Discovering a Piece of History in the Durango Train’s Water Stops

By Margaret Hedderman

 Summer/Fall 2022

Between the summers of 1881 and 1882, employees of the Denver & Rio Grande Western Railroad forged north into the San Juan Mountains, laying 45 miles of tracks and infrastructure along the Animas River. The majority of these men had been brought up from Denver, but before that their origins were as varied as any who colonized the West—immigrants and Civil War veterans among them. Traces of their efforts are still visible today not only in the 3 ft narrow-gauge railroad, but also in the support and supply structures along the way.

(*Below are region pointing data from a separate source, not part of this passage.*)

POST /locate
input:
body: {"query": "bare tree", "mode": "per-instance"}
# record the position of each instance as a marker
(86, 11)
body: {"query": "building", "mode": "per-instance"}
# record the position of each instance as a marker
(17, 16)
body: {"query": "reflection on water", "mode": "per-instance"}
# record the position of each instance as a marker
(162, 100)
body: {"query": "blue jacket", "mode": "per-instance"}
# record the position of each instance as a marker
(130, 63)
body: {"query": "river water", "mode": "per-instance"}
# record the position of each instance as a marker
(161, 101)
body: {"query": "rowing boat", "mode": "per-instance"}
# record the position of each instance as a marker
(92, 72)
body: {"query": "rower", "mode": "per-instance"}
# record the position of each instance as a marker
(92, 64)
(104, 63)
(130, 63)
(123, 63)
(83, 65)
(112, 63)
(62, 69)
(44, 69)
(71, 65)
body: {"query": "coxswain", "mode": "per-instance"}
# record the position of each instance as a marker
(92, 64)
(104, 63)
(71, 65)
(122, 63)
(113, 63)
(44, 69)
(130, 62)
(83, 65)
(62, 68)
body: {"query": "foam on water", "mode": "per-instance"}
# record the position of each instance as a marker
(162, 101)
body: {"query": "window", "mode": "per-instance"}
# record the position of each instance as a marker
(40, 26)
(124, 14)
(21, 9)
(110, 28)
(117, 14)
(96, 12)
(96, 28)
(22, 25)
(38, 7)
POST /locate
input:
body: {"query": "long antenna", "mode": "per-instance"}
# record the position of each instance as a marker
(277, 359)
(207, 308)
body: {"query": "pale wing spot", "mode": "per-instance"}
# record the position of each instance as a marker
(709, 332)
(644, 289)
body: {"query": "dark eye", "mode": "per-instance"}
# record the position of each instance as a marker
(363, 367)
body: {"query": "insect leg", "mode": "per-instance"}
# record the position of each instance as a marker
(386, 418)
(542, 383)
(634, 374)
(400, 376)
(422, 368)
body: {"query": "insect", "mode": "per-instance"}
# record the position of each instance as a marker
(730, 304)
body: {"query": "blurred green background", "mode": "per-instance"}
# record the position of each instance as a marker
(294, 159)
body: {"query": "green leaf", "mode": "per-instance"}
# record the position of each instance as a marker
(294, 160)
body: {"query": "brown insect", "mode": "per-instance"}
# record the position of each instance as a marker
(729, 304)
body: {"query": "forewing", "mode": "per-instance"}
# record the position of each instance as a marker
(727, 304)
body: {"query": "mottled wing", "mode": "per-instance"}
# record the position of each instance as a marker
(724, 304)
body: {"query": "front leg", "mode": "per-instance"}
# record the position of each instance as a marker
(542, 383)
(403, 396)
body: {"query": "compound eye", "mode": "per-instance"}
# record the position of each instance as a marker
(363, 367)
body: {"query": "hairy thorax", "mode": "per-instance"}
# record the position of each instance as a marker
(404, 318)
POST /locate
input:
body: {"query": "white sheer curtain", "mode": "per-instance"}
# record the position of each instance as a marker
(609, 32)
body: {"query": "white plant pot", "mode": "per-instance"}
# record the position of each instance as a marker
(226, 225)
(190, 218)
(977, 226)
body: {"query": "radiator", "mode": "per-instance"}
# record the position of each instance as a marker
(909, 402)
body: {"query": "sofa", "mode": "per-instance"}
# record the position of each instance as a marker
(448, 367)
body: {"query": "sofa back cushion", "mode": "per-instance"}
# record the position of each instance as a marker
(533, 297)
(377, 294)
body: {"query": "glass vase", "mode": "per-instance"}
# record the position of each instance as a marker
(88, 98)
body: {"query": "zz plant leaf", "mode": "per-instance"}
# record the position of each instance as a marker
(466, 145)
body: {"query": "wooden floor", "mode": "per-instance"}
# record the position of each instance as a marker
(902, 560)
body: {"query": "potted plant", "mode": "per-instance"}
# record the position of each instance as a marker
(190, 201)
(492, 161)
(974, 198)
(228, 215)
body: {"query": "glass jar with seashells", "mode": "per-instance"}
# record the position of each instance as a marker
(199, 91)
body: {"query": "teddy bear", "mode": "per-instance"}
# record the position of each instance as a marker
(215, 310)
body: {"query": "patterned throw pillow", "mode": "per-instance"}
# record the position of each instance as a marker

According to Jeff Ellingson, the Durango & Silverton Narrow Gauge Railroad (D&SNGRR) Museum curator, the carpenters and engineers who installed the infrastructure along the railroad were known as the “Bridge Gang.” They built section houses, bridges, and water tanks.


“The guys that laid the rails, they’re maintenance guys—gandy dancers—they were usually kind of separate from the bridge gangs,” Ellingson said.


Prior to the 1970s, passengers traveling to and from Silverton on the D&SNGRR would have made numerous stops for water to replenish the steam engine. Early steam engines needed to stop every seven to ten miles. Today, the locomotives are more efficient and the train needs only stop twice – once at Needleton and once at Tank Creek.


“Today when you ride the train, we have a 7,500-gallon steel tank where locomotives get water,” Ellingson said. “Before the 1970s there used to be a 55,000-gallon wooden tank.”


The Tank Creek water stop would have resembled the wooden tank visible from US-550 in Hermosa. Now, when passengers stop at the Tank Creek water stop, they’ll see a large black cylinder perched on a rocky ledge. Water cascades down the pink Baker’s Bridge granite, collecting in little pools where fish will occasionally congregate.  


Ellingson said that Tank Creek typically supplies enough water for the train throughout most of the early summer. When August rolls around, and three to four trains are passing through the mountains a day, railroad employees will pump additional water from the Animas River. There is also a small dam upstream that helps capture water.


“Sometimes beavers get in and we’ve got to unclog stuff;” a typical hazard of the trade, according Ellingson.


Once upon a time, when a steam engine stopped to “get a drink,” it would have presented train robbers a prime opportunity for an ambush. Today, however, railroad passengers can sit back, relax, and take their own drink of mountain air.